In the second quarter of 2020, median prices of single-family homes and condos have been more affordable than historic averages in 49 percent of U.S. counties, up from 31 percent the year before, according to Attom Data Solutions’ Q2 2020 U.S. Home Affordability Report.

Attom determined affordability for average wage earners by calculating the amount of income needed to make monthly house payments (including mortgage, property taxes and insurance) on a median-priced home with a 3 percent down payment and a 28 percent maximum debt-to-income ratio. That amount of income was then compared to annualized average weekly wage data from the Bureau of Labor Statistics.

Out of those counties with sufficient data to analyze, 200 out of 406 are now more affordable, compared to 126 of the same group of counties that were affordable one year ago. Overall, higher wages paired with lower mortgage interest rates have overpowered regular price increases to create greater affordability.

However, amid increased affordability, major homeownership costs are still unaffordable to average wage earners in 74 percent of counties, costing over 28 percent of average wages.

Todd Teta

Todd Teta | ATTOM Data Solutions

“The latest affordability numbers reveal a win-win situation for sellers as well as buyers,” Todd Teta, Attom’s chief product officer, said in a statement. Prices are rising again around the country during the current homebuying season, despite worries that the economic impact of the coronavirus pandemic would halt the nine-year runup in home values. But a combination of wage gains and declining mortgage rates are helping to override the increases and make homes more affordable in large swaths of the United States.”

Out of those 49 percent of markets more affordable than historic averages, counties with the best affordability indexes include Macon County, Illinois (index of 177); Berkshire County, Massachusetts (134); Newport News City/County, Virginia (133); Hampshire County, Massachusetts (132); and Morris County, New Jersey (130).

The biggest annual gains in affordability were seen in Berkshire County, Massachusetts (up 23 percent); Bay County, Florida (up 11 percent); Hampshire County, Massachusetts (up 10 percent); Jefferson County, Missouri (up 10 percent); and San Luis Obispo, California (up 8 percent).

During Q2 2020, median home prices have been up by at least 5 percent year-over-year in 52 percent of counties analyzed with a population of at least 100,000 and at least 50 single-family home and condo sales during the second quarter.

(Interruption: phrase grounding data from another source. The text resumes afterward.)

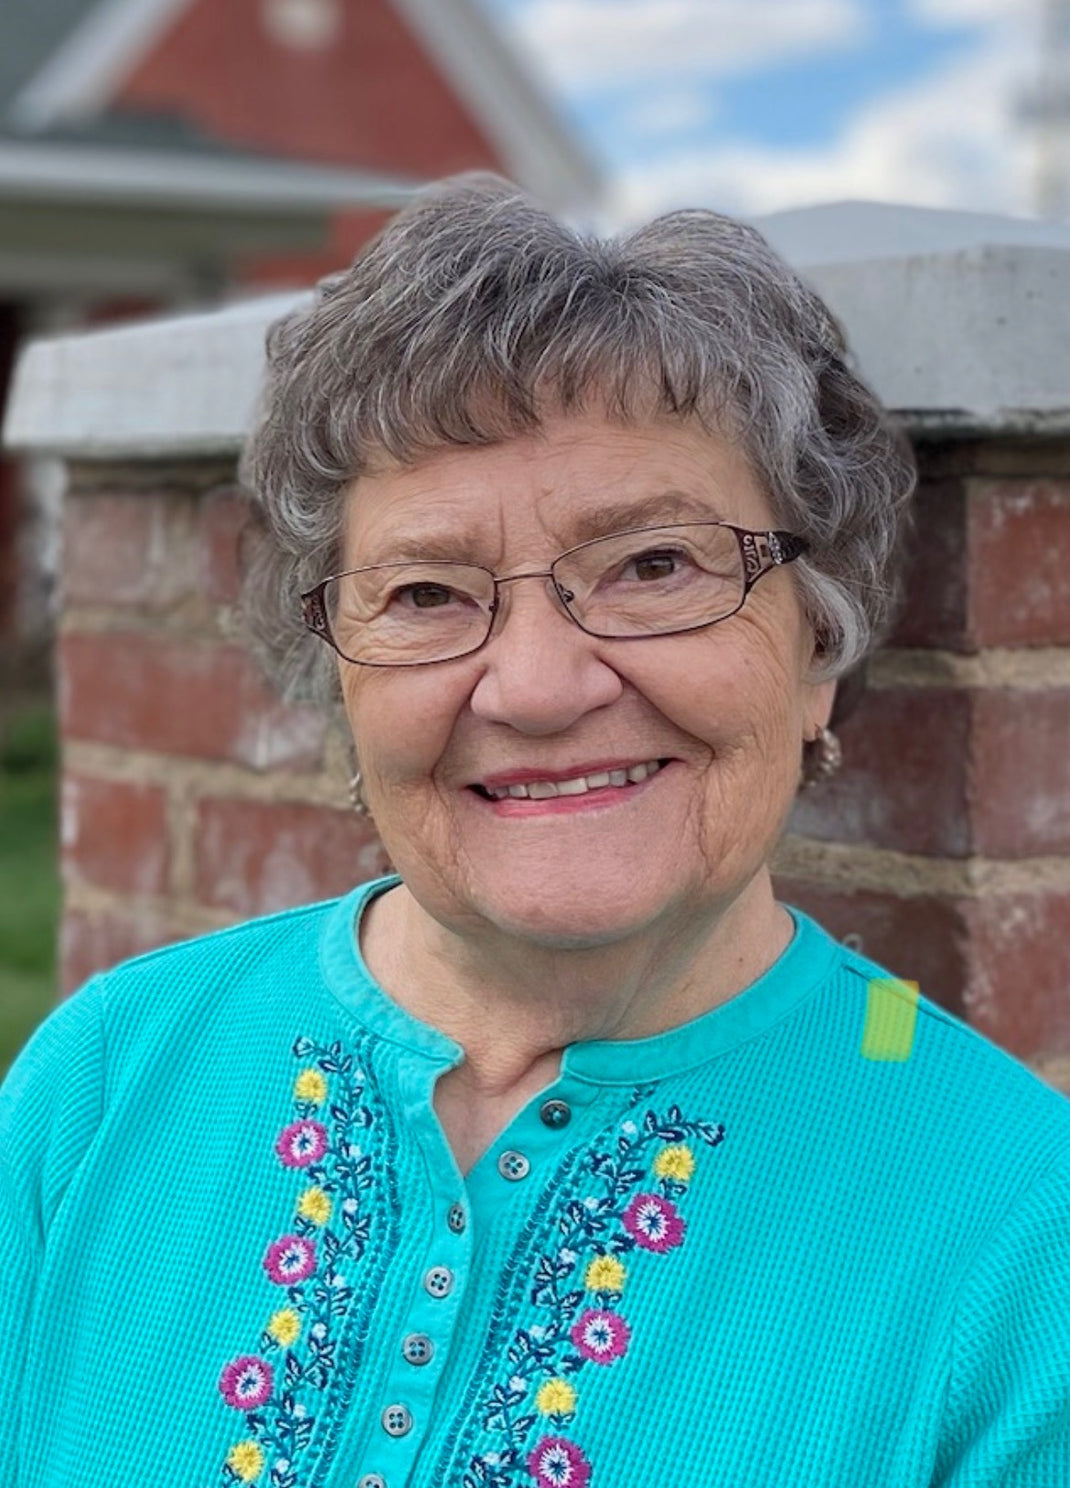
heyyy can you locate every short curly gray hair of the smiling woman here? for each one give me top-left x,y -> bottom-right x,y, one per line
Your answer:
243,176 -> 914,696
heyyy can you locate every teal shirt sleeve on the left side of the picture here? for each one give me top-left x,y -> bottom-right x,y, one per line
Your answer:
0,984 -> 103,1485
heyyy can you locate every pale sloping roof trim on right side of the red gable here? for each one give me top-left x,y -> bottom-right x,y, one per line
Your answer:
391,0 -> 603,213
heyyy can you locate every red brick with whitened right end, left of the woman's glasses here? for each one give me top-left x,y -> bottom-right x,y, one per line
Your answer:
58,631 -> 326,769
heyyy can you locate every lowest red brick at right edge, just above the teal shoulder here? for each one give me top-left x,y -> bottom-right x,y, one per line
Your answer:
963,891 -> 1070,1061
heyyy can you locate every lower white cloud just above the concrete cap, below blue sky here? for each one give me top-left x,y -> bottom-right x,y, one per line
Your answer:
616,11 -> 1034,220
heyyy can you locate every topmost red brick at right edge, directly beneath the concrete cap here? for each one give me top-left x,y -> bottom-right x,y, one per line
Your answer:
967,479 -> 1070,646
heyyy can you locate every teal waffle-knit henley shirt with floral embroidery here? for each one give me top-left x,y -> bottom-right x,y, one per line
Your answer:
0,884 -> 1070,1488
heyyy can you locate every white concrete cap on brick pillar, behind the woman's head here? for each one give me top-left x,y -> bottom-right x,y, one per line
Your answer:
4,202 -> 1070,460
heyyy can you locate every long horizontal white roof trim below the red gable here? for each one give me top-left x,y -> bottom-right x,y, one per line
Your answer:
0,141 -> 415,216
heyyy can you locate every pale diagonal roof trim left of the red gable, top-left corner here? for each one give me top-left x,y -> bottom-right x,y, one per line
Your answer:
9,0 -> 190,129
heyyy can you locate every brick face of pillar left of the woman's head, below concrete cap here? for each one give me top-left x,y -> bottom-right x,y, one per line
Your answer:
57,461 -> 385,991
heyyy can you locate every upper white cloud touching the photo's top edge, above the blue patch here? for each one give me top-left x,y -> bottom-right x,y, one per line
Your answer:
503,0 -> 866,91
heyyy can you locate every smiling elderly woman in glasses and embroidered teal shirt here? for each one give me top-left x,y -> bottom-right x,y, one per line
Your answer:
0,179 -> 1070,1488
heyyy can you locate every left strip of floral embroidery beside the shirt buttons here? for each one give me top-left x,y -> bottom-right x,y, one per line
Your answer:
219,1039 -> 386,1488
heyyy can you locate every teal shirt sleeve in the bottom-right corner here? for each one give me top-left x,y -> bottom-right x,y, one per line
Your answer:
933,1153 -> 1070,1488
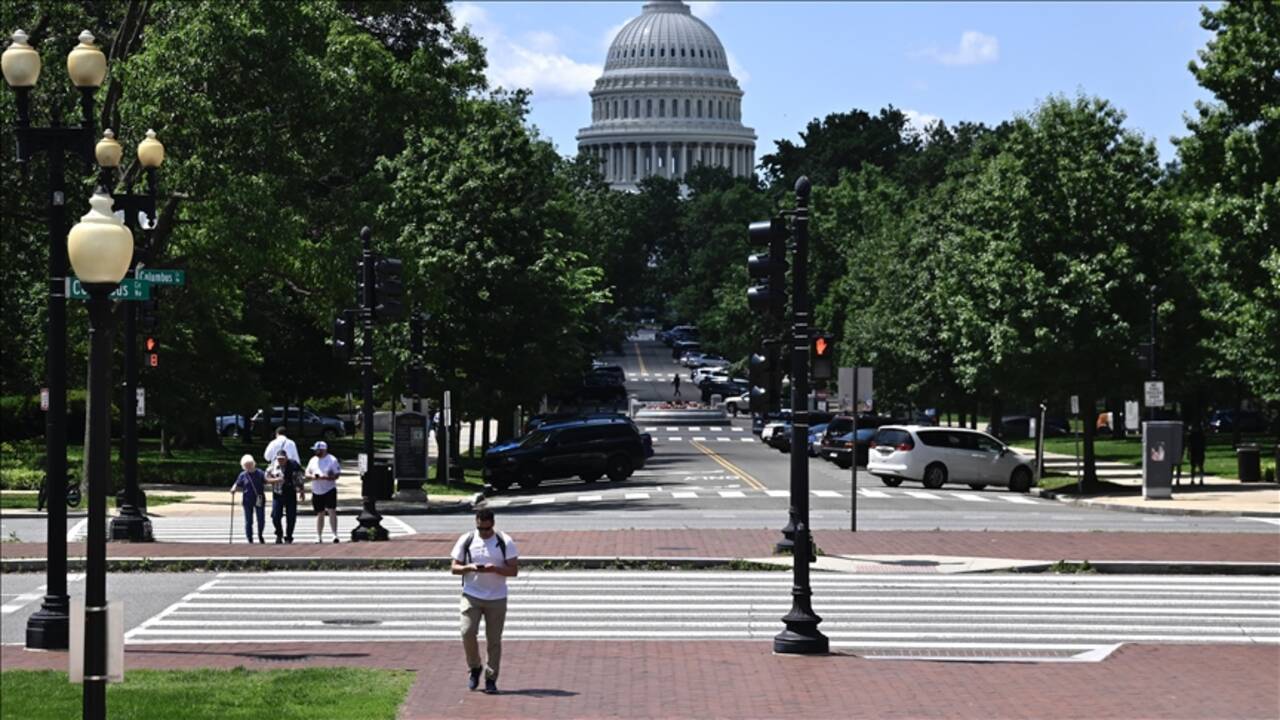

Counties of at least 1 million that experienced the greatest annual gains in home prices include Philadelphia County, Pennsylvania (up 22 percent); Bronx County, New York (up 13 percent); Mecklenburg County, North Carolina (up 12 percent); Dallas County, Texas (up 11 percent); and Orange County, Florida (up 10 percent).

In about two-thirds of markets home price appreciation is surpassing average weekly wage growth, while in 68 percent of counties analyzed, 30 percent of the average wages of local workers are needed to cover major homeownership costs. Those counties with the greatest percentage of average wages necessary to buy a home include Marin County, California (109.4 percent of annualized weekly wages needed); Santa Cruz County, California (98.4 percent); Kings County, New York (98.3 percent); Maui County, Hawaii (84.1 percent); and Monterey County, California (82.7 percent).

Out of the 32 percent of counties that require less than 30 percent of annualized weekly wages to buy a home, those that require the smallest percentage of wages were Macon County, Illinois (10.4 percent of annualized weekly wages needed); Rock Island County, Illinois (13.4 percent); Montgomery County, Alabama (15.1 percent); Oswego County, New York (17.9 percent); and Richmond County, Georgia (18.1 percent).

In 35 percent of markets, an annual wage of at least $75,000 is needed to afford a median-priced home. However, in the priciest markets, annual wages needed to afford the typical home are well above that number, including in New York County, New York (necessary annual wage is $341,401); San Francisco County, California ($332,317); San Mateo County, California ($326,709); Marin County, California ($289,269); and Santa Clara County, California ($282,021).

“Virus pandemic concerns are still quite valid and may show up in the coming months, which could hurt prices as well as affordability,” Teta said in a statement. “That remains a significant potential cloud hanging over the market.”